Archives quotidiennes : 2 avril 2012

Vers la « postbourgeoisie »

 

 

J’ai écrit récemment sur Avox, comme sur d’autres sites, un petit article sur YHA qui en a  étonné plusieurs.

« Comment quelqu’un de votre maturité peut-il s’abaisser.… »  «  YHA ? Du tourisme  a bon marché pour adolescents… »  etc, etc..

Le  non-dit derrière la quasi-totalité des commentaires  que j’ai reçus a été qu’au moment où se joue le sort de la France éternelle et donc sans doute de l’humanité – et pourquoi pas celui du cosmos ? – dans une lutte titanesque entre François et Nicolas, il est irresponsable et un peu pervers de parler d’autre chose…

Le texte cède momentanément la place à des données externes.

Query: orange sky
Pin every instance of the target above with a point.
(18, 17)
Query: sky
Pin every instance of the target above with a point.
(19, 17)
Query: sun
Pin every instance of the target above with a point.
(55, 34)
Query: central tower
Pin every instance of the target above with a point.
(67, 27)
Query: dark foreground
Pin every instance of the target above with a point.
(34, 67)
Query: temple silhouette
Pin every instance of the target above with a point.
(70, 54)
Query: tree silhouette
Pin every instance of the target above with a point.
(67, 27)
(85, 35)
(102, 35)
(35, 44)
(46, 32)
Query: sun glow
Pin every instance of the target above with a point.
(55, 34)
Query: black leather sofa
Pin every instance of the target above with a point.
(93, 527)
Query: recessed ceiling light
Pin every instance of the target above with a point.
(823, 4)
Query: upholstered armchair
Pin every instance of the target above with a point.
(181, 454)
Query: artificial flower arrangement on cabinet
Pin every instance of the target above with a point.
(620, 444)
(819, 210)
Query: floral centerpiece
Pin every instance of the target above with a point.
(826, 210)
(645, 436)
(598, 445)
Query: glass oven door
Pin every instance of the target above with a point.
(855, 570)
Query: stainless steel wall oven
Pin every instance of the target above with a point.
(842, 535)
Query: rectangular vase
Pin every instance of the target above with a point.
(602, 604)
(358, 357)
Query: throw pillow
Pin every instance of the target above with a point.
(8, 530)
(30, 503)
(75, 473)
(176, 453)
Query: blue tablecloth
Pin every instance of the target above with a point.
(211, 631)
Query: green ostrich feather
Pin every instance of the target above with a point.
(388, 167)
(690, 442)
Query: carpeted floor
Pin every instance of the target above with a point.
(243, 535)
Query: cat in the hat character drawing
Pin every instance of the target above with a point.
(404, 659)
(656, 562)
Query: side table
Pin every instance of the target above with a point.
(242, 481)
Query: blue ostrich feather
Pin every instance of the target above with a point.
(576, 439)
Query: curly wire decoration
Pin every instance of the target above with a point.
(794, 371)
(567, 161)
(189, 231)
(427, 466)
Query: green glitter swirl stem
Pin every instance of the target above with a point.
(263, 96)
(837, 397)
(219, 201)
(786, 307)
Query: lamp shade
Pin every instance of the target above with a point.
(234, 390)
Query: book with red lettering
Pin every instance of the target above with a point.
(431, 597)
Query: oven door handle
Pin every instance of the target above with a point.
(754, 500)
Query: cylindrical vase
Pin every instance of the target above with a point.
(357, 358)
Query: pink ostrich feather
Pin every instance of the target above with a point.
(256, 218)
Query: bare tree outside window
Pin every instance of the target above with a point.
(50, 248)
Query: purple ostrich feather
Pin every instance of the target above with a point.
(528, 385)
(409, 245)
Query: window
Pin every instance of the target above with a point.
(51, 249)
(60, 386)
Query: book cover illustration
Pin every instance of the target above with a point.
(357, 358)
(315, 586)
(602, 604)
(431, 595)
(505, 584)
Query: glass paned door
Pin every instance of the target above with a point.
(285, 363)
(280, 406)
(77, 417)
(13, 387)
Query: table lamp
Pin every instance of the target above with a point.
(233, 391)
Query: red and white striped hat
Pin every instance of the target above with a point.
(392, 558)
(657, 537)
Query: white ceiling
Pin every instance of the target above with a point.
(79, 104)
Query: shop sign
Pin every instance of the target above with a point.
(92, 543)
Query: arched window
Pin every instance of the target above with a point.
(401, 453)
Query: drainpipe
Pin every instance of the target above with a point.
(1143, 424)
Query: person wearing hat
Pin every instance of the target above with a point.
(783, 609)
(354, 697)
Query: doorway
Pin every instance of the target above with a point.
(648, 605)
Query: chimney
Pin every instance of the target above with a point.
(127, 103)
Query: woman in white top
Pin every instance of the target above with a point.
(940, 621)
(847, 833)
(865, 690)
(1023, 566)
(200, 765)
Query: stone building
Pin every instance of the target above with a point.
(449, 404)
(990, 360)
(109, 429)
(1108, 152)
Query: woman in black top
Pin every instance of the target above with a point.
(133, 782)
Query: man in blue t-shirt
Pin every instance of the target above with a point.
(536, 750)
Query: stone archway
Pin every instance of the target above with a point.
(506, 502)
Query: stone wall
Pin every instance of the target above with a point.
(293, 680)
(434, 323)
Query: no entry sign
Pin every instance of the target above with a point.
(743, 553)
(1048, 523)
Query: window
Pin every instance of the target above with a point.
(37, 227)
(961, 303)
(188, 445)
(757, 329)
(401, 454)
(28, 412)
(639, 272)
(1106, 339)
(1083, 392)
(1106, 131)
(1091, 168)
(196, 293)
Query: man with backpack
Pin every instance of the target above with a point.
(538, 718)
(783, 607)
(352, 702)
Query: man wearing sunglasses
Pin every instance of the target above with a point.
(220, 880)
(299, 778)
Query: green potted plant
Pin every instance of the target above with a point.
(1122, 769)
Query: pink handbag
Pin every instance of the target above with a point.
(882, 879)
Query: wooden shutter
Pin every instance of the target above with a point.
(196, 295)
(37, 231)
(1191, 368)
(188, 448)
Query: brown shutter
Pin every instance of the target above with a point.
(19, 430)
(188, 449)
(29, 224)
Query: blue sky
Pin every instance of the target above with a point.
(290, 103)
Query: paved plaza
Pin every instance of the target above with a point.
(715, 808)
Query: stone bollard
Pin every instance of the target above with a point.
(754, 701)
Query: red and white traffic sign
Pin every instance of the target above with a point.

Pour ne pas heurter inutilement les idées reçues, je vais répondre ici selon le modèle des thèses traditionnelles en Sorbonne : une (1) introduction et deux (2) parties. Mais rassurez vous, ce sera plus court  🙂

Introduction :

La démocratie capitaliste néo-libérale, qui a gagné le derby-démolition idéologique du XXe siècle en éliminant monarchies,, dictatures, fascisme, communisme et autres modèles de gouvernance concurrents, se retrouve maintenant seule maîtresse du terrain.  Bravo. Mais elle est maintenant copieusement sifflée par la foule !

A peu près tout le monde a vu en même temps, que la démocratie actuelle n’était qu’un leurre permettant aux citoyens de choisir le visage de ceux qui portent le baldaquin du vrai pouvoir.  On a compris que, médias et corruption  aidant, élus de gauche comme de droite dînent au Siècle et sont aux ordres de ce vrai pouvoir, lesquel est financier, n’a rien de démocratique et se renouvelle par cooptation. On est mécontent.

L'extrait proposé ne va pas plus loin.